Presentamos el siguiente texto, redactado en forma de volante, como un comunicado en la medida en que consideramos que el panfleto que la Tendencia Comunista Internacional ha elaborado y que reproducimos a continuación de nuestro documento plantea las mismas orientaciones de lucha que las que nosotros mismos planteamos. Por lo tanto, en la medida de nuestras posibilidades, distribuiremos el folleto de la TCI en futuras manifestaciones siempre que lo consideremos adaptado a la situación, aunque haya sido redactado para las manifestaciones y huelgas del 19 de enero. Que grupos comunistas resueltamente situados en el terreno de la lucha por el partido mundial del proletariado puedan hablar con una sola voz en las luchas de nuestra clase, porque están políticamente de acuerdo, es una baza para las luchas en curso – al reforzar las capacidades de intervención de los revolucionarios – y al ofrecer una alternativa clara al sabotaje sindical; es también un momento de la lucha por el partido del mañana.

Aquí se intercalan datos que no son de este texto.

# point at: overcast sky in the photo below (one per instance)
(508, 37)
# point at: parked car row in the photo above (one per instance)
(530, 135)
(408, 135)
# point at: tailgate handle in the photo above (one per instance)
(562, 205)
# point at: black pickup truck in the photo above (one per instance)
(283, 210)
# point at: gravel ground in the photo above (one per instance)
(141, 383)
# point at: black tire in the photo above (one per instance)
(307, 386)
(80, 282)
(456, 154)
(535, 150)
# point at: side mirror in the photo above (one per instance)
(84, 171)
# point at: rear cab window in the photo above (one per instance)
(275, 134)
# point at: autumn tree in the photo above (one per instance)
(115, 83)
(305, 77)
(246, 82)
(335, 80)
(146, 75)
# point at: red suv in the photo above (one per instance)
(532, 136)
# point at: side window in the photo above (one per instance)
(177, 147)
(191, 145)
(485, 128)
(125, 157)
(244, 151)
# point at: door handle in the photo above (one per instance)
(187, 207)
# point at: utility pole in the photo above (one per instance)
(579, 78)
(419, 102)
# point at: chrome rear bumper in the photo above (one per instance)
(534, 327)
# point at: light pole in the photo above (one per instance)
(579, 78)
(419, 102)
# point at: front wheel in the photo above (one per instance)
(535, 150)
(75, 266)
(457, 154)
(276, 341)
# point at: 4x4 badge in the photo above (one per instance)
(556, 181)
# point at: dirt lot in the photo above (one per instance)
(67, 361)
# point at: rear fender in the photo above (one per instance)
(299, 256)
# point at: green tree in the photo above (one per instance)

Tanto en Francia como en el resto del mundo,
el capitalismo se prepara para la guerra imponiendo sacrificios cada vez mayores a los proletarios

Dos hechos: el jueves 19, dos millones de manifestantes y huelguistas tomaron las calles de las ciudades francesas para protestar contra una nueva reforma de las pensiones, que retrasa la edad de jubilación a los 64 años en el mejor de los casos, todo ello en nombre de un supuesto déficit del sistema de pensiones anunciado para los próximos años. El viernes 20, el presidente Macron anunció un aumento de un tercio de los gastos militares para el periodo 2024-2030.

Dos cifras: 413.000 y 17.000 millones de euros. El primero es el importe decretado para los gastos militares de Francia: ¡un aumento de un tercio! El otro sería el supuesto, y bastante hipotético, déficit del sistema francés de pensiones, que oscilaría “entre 7.900 y 17.200 millones de euros” en 2025. [1] Dos cifras que están llamadas a cambiar. La primera, que no quepa duda, aumentará. La segunda es mucho menos seguro, ya que se trata de una vaga hipótesis de trabajo del Conseil d’Orientation pour les Retraites (COR), organismo gubernamental francés, y tras dos años de saldo positivo de 900 millones, luego de 3.200 millones.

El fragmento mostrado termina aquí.